In 2006, as HVO celebrated its 20th anniversary, the Board of Directors created the Golden Apple Award, an annual award that would acknowledge those HVO volunteers who had made extraordinary contributions toward our mission of education, training and professional development.  As we prepare for the 2022 award recipients, I wanted to take time to reflect on some previous honorees. Although they are no longer with us, the legacy of their commitment to HVO’s mission continues. 

One of the 2006 inaugural group of honorees was Mattilou Catchpole, CRNA, PhD, who was committed to training and developing nurse anesthetists around the world.  I had the privilege of knowing and working with Mattilou.  She was tenacious, hardworking, devoted to the success of her students, and had high expectations of herself and others. Between 1993 and 2008, she completed 18 volunteer assignments with HVO, in Belize, Eritrea, Guyana, Tanzania, South Africa and Uganda. In all, she spent more than 380 days overseas with HVO providing training.  What is not reflected, of course, are the many hours spent preparing for a trip and the many, many hours she spent developing curricular and educational materials for the sites. 

Mattilou was extremely generous with both her time and expertise, and many nurse anesthetists and nurses around the world benefited from her support and mentoring.  Driven by a strong sense of social justice and a commitment to doing her part to improve the global condition, Mattilou’s legacy will be felt for years to come through the many nurse anesthetists she trained, and with whom she shared her enthusiasm for teaching and learning. 

Another honoree in that first year was Ray Defalque, MD, an anesthesiologist who began his volunteer experience with a trip to Vietnam.  There, he worked closely with Dr. Chung, the Chief of Anesthesia at the Hospital of Traumatology and Orthopaedics (HTO) in Ho Chi Minh City.  The two physicians developed a strong professional and personal bond, which drew Ray back on an annual basis for ten assignments.  His lectures were thoughtful and well-respected and his sense of adventure was also much appreciated.  He was planning a fourth volunteer assignment to Peru, where he had also shared his knowledge, when illness cancelled his visit.  Not only did he leave a legacy of well-trained anesthesiologists, but his good friend Dr. Chung has become a remarkable teacher as well.  

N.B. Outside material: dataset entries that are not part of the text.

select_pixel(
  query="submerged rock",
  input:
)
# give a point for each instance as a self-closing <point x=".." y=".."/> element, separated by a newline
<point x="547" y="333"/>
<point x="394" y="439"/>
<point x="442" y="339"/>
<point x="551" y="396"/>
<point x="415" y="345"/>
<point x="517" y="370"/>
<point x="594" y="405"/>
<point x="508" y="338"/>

Harry Zutz, MD was also in the inaugural group of Golden Apple honorees. He was a member of the original working group that conceived of HVO.  He spearheaded the development of the anesthesia division of HVO – traveling extensively to visit prospective project sites and to work in Ethiopia, Nepal, Tanzania and Uganda.  For more than 20 years, Dr. Zutz served HVO in multiple capacities – project director, member and chair of the Anesthesia Steering Committee.  He felt strongly about ensuring that volunteers were properly prepared for their assignments and he dedicated a tremendous amount of time to that effort in his leadership roles.   

Thoroughly committed to HVO’s educational mission, he generously donated many educational materials to HVO sites, and then became a mentor for the Society for Education in Anesthesia (SEA)-HVO Traveling Fellows program.  The program allowed for senior residents to volunteer for a month in Tanzania, a country with which Harry was quite familiar.  He shared his knowledge of the country, its culture, and the skills that would be appropriate for the residents.  His mentoring of the fellows helped them to teach confidently in such a different environment.   

As Harry aged and was no longer able to travel, he continued to be a generous donor and became a member of the HVO Legacy Circle. He was the epitome of sharing in different ways across a lifespan. 

Today, the work he did with HVO continues to have an impact across many fronts.  The SEA-HVO Traveling Fellowship remains active, sending senior anesthesia residents to current HVO sites.  To date, over 143 fellowships have been awarded, improving skills at project sites and building awareness and commitment to global health among a new generation of physicians.  

In addition to the many anesthesia providers Harry trained and mentored, he also shared his passion for global health and commitment to HVO with his family.  His daughter-in-law, Maureen, serves on the HVO Board today – Harry arranged for us to meet and have lunch.  The timing was perfect (as I suspect Harry knew) for Maureen was retiring and looking for a new opportunity to put her fundraising expertise to work.